Vegetables have featured prominently here at PBK to date (they are oh-so-photogenic, after all), but both vetegables and fruit had (and still have) a strong place in my mother’s kitchen. The crisper was always filled with fresh produce from the garden or store or farmer’s market, and a beautiful tiered basket displays to this day apples, bananas and peaches. It was always there, right in front of us, always accessible. Growing up, the fruit was like the proverbial girl or boy next door: you never want the good-for-you, heart-healthy option. Instead, you dream of breaded potato wedges dipped in thick ranch dressing at the nearby market where you got a 32 ounce soda for fifty cents if you said hello to the owner, Rob. (He was always there, always at the register, and always said hello first.)
Despite our childish tendencies, my brother and I grew up eating a lot of fruit. Cantaloupe was always one of my favorites, and remains at or near the top of my all-time fruit list. When I discovered amazing cantaloupe-based melon agua frescas sold at a hole-in-the-wall taqueria near M.’s old apartment, I knew it would be a project.
First I tried Bon Appetit’s cantaloupe basil agua fresca, but the basil added too much of a different flavor. I wanted that fresh cantaloupe taste, not an herb that detracted from it. So I began experimenting with basic agua fresca components: cantaloupe, lime, water, sugar, ice. And somewhere along the way, trying to emulate the taqueria’s aqua fresca turned into “ooh, let’s make it a margarita!”
If I had to choose a single word to describe the first batch, it wouldn’t be a word at all. It would be the face I made when I tasted it and all my tongue registered was the bite of liquor. Somewhere along the way, I stopped thinking about the subtleties of cantaloupe flavoring and I forgot the true value of a shot of tequila. And yet, mistakes beget invention. It was in attempting to remedy the “I only taste tequila” problem that the two-step combination was born: first, the liquor is mixed with more concentrated cantaloupe juice and put on ice. Then, a more diluted cantaloupe mixture with sugar and lime and ice water is mixed into the I’m-gonna-need-to-see-some-ID batch to produce a lovely summer drink.
A word of warning: this isn’t a college margarita. It doesn’t put on strappy sandals and a low-cut top and stay out until four AM. It’s a low-key, fresh mix that sits on the porch on a warm afternoon and watches the shadows stretch across the land.
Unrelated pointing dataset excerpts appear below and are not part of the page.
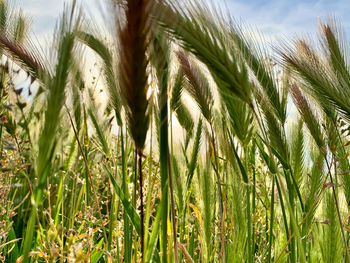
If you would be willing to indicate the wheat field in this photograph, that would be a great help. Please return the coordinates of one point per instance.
(190, 141)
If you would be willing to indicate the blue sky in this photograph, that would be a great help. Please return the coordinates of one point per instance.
(274, 19)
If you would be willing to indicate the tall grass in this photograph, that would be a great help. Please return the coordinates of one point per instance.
(194, 156)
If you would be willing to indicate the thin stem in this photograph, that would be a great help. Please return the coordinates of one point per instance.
(141, 212)
(338, 210)
(220, 196)
(172, 199)
(87, 170)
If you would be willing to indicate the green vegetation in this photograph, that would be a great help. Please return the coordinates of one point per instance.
(83, 179)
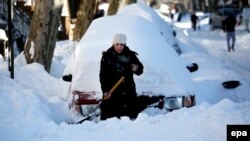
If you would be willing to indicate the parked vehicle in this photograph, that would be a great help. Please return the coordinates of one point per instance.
(221, 13)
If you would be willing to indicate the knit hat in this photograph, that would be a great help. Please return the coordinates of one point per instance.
(119, 38)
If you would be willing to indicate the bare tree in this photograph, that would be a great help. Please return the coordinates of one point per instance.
(113, 7)
(42, 38)
(85, 16)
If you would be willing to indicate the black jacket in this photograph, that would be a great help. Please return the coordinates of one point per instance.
(113, 67)
(229, 24)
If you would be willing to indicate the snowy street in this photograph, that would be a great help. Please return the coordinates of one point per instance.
(34, 105)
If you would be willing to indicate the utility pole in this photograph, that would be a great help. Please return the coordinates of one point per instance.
(11, 48)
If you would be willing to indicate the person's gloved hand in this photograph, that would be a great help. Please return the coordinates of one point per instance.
(134, 67)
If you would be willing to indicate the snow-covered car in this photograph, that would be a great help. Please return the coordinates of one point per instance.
(151, 15)
(164, 71)
(216, 18)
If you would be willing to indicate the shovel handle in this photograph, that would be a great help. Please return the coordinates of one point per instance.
(113, 88)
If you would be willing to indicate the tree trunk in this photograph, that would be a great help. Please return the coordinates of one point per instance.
(42, 38)
(85, 16)
(113, 7)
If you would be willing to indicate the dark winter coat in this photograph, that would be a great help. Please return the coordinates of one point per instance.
(113, 67)
(229, 24)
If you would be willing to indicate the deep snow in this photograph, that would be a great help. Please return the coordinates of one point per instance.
(34, 105)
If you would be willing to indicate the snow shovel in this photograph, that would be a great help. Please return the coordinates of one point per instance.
(106, 97)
CANTALOUPE MARGARITAS, a PBK original
2 ripe cantaloupes, cored and chopped sans rind, divided
3 ounces tequila (2 shots)
1.5 ounces triple sec (1 shot)
2 teaspoons sugar
3 teaspoons lime juice, divided
3 cups cold water
1 1/2 cups ice
Place one cantaloupe’s worth of chopped cantaloupe in a blender. Liquefy (or blend a lot if you don’t have a snazzy liquefy setting). Pour through a fine strainer into a bowl. Discard remaining solids (there shouldn’t be many if you blended enough).
Add tequila, triple sec, and 2 teaspoons lime juice; mix. Add 1 1/2 cups of ice.
Clean strainer of all solids.
Place remaining chopped cantaloupe in blender. Add 1 1/2 cups cold water, remaining 1 teaspoon lime juice, and sugar. Blend/liquefy. Pour through strainer into a bowl, discard solids.
Combine iced tequila mixture and diluted cantaloupe sugar mixture. Rim glasses with a small amount of salt (any more overpowers the cantaloupe). Ladle mixture into glasses, add extra ice if needed, and enjoy.